Нож Равальяка
— Угадали. Нужно признать, что Тома оказался великим искусником, и я дорого бы дал, чтобы узнать, как он взялся за это нелегкое дело.
— В вашем возрасте да интересоваться подобными вещами... Но если у вас есть сомнения относительно вашей невестки из-за ее бурного прошлого, то могу вас успокоить: Тома в ее жизни первый, это несомненно.
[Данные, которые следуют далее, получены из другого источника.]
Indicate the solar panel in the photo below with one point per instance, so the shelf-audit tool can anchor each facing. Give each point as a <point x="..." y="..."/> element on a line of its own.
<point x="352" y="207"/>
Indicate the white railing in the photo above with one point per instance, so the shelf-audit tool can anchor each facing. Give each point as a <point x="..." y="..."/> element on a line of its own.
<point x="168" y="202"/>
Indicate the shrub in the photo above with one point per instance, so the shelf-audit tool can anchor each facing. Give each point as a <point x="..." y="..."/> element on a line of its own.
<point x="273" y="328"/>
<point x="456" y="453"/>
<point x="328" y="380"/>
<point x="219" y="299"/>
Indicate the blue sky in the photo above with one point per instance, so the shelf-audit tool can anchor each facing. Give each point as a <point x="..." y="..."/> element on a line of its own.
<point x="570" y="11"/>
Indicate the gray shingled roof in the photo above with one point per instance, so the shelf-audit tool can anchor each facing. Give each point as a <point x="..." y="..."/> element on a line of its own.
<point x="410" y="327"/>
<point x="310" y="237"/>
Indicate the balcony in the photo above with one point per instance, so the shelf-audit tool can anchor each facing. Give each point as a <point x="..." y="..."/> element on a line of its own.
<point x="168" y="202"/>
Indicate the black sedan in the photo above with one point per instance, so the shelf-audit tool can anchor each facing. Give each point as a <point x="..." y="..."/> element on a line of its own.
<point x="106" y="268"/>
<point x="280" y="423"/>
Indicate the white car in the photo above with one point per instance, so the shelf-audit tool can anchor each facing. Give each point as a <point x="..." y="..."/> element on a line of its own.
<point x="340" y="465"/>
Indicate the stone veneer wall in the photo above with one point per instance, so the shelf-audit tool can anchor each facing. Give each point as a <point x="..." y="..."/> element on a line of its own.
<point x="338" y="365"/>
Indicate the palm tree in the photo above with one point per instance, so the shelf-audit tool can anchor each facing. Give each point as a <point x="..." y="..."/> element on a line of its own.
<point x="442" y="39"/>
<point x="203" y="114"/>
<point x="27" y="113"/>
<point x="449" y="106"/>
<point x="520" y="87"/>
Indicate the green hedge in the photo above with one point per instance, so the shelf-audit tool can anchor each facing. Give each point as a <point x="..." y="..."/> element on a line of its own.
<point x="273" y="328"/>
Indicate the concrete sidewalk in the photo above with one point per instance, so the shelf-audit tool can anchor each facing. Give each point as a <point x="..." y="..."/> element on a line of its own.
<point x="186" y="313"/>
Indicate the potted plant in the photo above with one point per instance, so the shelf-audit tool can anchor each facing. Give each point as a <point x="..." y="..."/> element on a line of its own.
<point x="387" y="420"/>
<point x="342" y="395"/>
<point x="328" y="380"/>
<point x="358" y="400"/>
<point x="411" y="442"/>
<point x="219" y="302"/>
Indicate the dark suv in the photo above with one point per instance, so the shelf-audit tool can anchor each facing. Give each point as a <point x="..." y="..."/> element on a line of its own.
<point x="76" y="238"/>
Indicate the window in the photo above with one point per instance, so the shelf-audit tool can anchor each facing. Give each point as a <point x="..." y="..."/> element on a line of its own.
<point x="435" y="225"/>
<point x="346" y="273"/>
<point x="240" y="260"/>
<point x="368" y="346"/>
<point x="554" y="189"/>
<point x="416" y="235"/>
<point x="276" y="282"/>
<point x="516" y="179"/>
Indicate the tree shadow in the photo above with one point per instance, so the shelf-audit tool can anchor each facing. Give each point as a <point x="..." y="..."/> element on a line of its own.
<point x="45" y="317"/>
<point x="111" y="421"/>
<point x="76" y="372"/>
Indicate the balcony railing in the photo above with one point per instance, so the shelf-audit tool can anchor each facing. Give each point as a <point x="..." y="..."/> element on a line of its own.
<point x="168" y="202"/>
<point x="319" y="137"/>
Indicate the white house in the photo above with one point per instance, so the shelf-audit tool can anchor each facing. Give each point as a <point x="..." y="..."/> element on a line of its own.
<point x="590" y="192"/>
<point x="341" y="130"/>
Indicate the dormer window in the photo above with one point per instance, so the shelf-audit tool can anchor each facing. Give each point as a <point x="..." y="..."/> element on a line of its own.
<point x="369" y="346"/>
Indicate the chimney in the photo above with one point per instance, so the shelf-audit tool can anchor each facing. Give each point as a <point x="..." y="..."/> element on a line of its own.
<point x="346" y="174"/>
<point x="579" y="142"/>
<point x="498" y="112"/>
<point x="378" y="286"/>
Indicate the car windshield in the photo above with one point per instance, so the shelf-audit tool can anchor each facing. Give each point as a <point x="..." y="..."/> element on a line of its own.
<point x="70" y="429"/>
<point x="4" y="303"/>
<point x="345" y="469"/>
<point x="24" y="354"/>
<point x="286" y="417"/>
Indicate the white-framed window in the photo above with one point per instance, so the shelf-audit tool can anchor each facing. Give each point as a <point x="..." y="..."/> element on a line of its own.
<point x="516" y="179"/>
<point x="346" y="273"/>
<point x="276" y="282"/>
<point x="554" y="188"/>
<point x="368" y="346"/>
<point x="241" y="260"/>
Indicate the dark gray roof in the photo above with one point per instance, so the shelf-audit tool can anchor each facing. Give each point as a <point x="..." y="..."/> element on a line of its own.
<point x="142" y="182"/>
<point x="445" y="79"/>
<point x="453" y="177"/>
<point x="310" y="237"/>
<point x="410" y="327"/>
Барон с облегчением вздохнул.
— Признаюсь, вы сняли с моей души камень. Мне было бы горько узнать, что старый де Сарранс все-таки добился своего. Несмотря на свой небольшой рост, он был силен как черт. Да и в позавчерашнем таинственном послании тон предполагал права обладания Лоренцой.
— Нет, к счастью, ничего подобного не было и в помине. Я думаю, что, если что-то подобное случилось бы, Лоренца вновь искала бы смерти, которая отринула ее в первый раз, позволив Тома ее спасти. Я в этом уверена.
— Так пойдем же к ней. День, я думаю, покажется бедняжке бесконечным... Впрочем, так же, как и нам.
День и вправду тянулся и тянулся. Слуги занимались уборкой, приводя в порядок покои замка после вчерашнего пышного празднества. Барон спрятался от хозяйственной суеты в любимую оранжерею, графиня де Роянкур отправилась в Шантийи поболтать немного с Дианой Ангулемской, а Лоренца решила пойти помолиться в часовню и поблагодарить Господа за ниспосланное ей счастье, на которое она даже и надеяться не смела...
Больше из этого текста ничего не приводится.